Menonton Na Willa membuat saya mengecek ulang klaim tentang sederhananya kebahagiaan anak-anak. Buat kita, jalan ke pasar dan menenggak minuman segar di sana terasa mudah. Makan pisang itu biasa, sama seperti menyantap ikan bandeng. Dalam kacamata kita, semua sederhana pada tempatnya. Tapi buat Na Willa, mereka adalah semesta yang warna-warni, bahkan debu kasur bisa jadi kelap-kelip bintang.
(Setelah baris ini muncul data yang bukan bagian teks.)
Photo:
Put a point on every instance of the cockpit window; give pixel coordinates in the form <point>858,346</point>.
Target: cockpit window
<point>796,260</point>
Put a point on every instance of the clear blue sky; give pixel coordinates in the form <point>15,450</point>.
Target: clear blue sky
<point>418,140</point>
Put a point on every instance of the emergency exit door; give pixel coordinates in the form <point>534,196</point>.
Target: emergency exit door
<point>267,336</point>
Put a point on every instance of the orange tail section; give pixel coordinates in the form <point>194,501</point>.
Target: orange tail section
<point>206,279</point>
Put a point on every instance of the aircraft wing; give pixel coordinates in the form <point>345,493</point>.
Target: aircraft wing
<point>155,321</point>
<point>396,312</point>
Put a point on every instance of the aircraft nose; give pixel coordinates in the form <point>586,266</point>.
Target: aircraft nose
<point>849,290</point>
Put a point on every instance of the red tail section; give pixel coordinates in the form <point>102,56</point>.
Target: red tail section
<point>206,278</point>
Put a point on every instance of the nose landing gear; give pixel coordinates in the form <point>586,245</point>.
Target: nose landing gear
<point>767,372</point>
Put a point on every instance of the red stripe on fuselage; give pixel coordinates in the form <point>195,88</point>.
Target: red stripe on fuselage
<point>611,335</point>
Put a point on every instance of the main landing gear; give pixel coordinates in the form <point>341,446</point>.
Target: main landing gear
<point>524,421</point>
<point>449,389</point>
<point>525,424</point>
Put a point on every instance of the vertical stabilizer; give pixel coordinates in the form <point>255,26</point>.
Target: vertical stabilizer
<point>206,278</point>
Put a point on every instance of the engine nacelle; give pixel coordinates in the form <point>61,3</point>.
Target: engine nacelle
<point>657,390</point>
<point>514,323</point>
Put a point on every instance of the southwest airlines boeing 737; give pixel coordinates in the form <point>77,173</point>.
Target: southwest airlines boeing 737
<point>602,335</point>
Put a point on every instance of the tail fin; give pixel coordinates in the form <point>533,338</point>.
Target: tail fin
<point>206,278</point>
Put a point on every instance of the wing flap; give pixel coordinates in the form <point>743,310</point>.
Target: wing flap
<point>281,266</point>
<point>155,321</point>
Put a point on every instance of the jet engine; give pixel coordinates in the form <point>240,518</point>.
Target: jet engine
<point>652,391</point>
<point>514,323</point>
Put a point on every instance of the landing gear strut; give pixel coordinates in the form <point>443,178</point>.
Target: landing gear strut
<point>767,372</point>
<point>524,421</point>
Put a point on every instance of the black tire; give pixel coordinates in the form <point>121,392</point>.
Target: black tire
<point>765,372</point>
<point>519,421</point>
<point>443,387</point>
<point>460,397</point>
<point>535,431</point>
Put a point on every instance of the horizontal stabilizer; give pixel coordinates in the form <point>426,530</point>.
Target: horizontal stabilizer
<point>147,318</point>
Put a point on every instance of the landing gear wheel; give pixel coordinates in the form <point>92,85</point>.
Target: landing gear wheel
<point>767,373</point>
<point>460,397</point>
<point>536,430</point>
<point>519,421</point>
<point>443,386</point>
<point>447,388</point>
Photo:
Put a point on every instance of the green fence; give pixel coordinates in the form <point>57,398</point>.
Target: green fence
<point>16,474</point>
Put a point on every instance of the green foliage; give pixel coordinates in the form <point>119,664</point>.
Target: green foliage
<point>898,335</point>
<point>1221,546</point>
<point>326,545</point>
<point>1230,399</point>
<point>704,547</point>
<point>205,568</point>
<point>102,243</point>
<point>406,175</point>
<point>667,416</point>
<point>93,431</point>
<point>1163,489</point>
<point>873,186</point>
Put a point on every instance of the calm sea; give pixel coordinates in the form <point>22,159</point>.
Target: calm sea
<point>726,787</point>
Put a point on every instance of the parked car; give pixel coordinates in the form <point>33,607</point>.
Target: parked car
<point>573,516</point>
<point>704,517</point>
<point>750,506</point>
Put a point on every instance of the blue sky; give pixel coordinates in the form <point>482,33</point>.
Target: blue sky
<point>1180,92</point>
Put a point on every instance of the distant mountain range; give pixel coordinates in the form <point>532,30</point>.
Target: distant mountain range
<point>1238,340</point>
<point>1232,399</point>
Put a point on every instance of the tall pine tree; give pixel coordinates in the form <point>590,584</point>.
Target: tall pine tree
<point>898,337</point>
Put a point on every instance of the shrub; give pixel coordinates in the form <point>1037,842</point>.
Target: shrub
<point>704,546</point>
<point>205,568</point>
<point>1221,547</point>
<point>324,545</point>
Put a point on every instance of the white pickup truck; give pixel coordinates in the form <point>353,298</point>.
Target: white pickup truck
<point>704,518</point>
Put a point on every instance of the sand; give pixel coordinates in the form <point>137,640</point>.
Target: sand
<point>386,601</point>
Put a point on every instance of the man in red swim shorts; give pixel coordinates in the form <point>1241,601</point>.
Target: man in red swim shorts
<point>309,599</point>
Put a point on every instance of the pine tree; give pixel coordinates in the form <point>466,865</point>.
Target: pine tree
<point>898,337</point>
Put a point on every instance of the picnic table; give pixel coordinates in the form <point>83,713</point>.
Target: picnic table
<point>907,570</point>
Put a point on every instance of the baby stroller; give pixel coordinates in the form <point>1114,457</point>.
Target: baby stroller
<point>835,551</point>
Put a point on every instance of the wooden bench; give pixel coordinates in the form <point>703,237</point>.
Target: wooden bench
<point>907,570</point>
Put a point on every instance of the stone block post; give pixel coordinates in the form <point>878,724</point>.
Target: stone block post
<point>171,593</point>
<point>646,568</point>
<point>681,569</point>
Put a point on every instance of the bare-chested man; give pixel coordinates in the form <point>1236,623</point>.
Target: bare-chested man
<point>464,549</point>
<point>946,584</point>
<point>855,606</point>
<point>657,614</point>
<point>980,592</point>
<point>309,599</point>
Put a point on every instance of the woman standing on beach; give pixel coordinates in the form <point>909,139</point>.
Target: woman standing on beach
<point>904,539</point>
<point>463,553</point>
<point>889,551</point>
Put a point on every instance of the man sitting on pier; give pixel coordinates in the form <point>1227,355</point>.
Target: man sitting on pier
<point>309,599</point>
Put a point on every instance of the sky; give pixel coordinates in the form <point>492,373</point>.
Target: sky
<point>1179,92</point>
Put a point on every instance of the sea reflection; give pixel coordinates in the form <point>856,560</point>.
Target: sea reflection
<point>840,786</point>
Kita menganggap anak-anak belum mengerti banyak hal, termasuk soal kenapa orang dewasa mudah berbohong. Berdusta sama seperti memasukkan kerikil ke dalam sepatu. Jadinya, kita susah untuk berjalan. Sakit. Kalau berjalan saja pilu, bagaimana kita mau menari? Bagaimana caranya menikmati hidup? Kenapa orang dewasa berbohong, sedangkan mereka tau berbohong juga merugikan diri sendiri?
Nggak sesederhana itu, jawab kita, atau Kamu belum mengerti. Tapi buat Willa–dan mungkin juga kita yang pernah anak-anak–, jujur itu tinggal mengatakan yang sebenarnya, apa pun yang terjadi–simpel.
Kayaknya, sudah terlalu sering kita membedakan sederhana dan tidak sederhana dengan lensa yang hitam putih, begitu juga menyangkut konflik dramatis. Ada yang berpendapat “Yaudahlah namanya juga film bocil” ketika film anak gagal memenuhi ekspektasi orang dewasa. Dari lensa kita, Na Willa bukan film dengan konflik besar dan karakterisasi yang berlapis. Apabila hampa twist atau tidak ada makna yang menggugah setelah lampu bioskop kembali menyala, cerita rentan diberi stempel: membosankan, bikin ngantuk. Namun, label demikian seringnya membuktikan standar dahaga terhadap peristiwa-peristiwa yang layak dianggap besar.

Seorang anak merasa bosan dan sepi karena teman-temannya bersekolah serta mengaji. Dia mencari cara untuk menikmati waktu: mengoprek radio. Dia mencari cara untuk fit in: menciptakan mukena. Tidak ada teman main adalah kesedihan. Juga, menakutkan sekali untuk menghadapi guru yang tegak tinggi dan lingkungan yang mengolok. Sama seperti Na Willa, saya dulu sering menangis ketika masuk TK. Rasanya seperti tidak ada ruang aman yang saya kenal. Itu konflik batin yang dramatis, lho. Untuk masuk ke sana dan memahaminya, bukan cuma melepas kacamata orang dewasa, kita pun perlu merunduk dan menekuk lutut, merasakan dunia dari mata anak-anak.
Dulu saya seperti Willa, bahagia karena makan pisang.
Tapi pelan-pelan, saya belajar menyukai pepaya dan bahagia karenanya, juga kemewahan ikan bandeng. Berpisah dari teman lama, bertemu dengan teman baru. Kita juga banyak kikuk di hadapan tanggung jawab. Hidup berganti babak ketika kita sadar bahwa jajan harus bayar dan orang dewasa mahir berbohong. Kita terus mencari cara untuk menikmati semuanya dengan menari-nari, tanpa kerikil di dalam sepatu.
Dari ulat, menjadi kepompong, lalu terbang sebagai kupu-kupu. Untuk setiap hal baik yang telah dan akan terjadi di antaranya, kita berharap: aku ingin besok, besok, besoknya lagi, begini terus.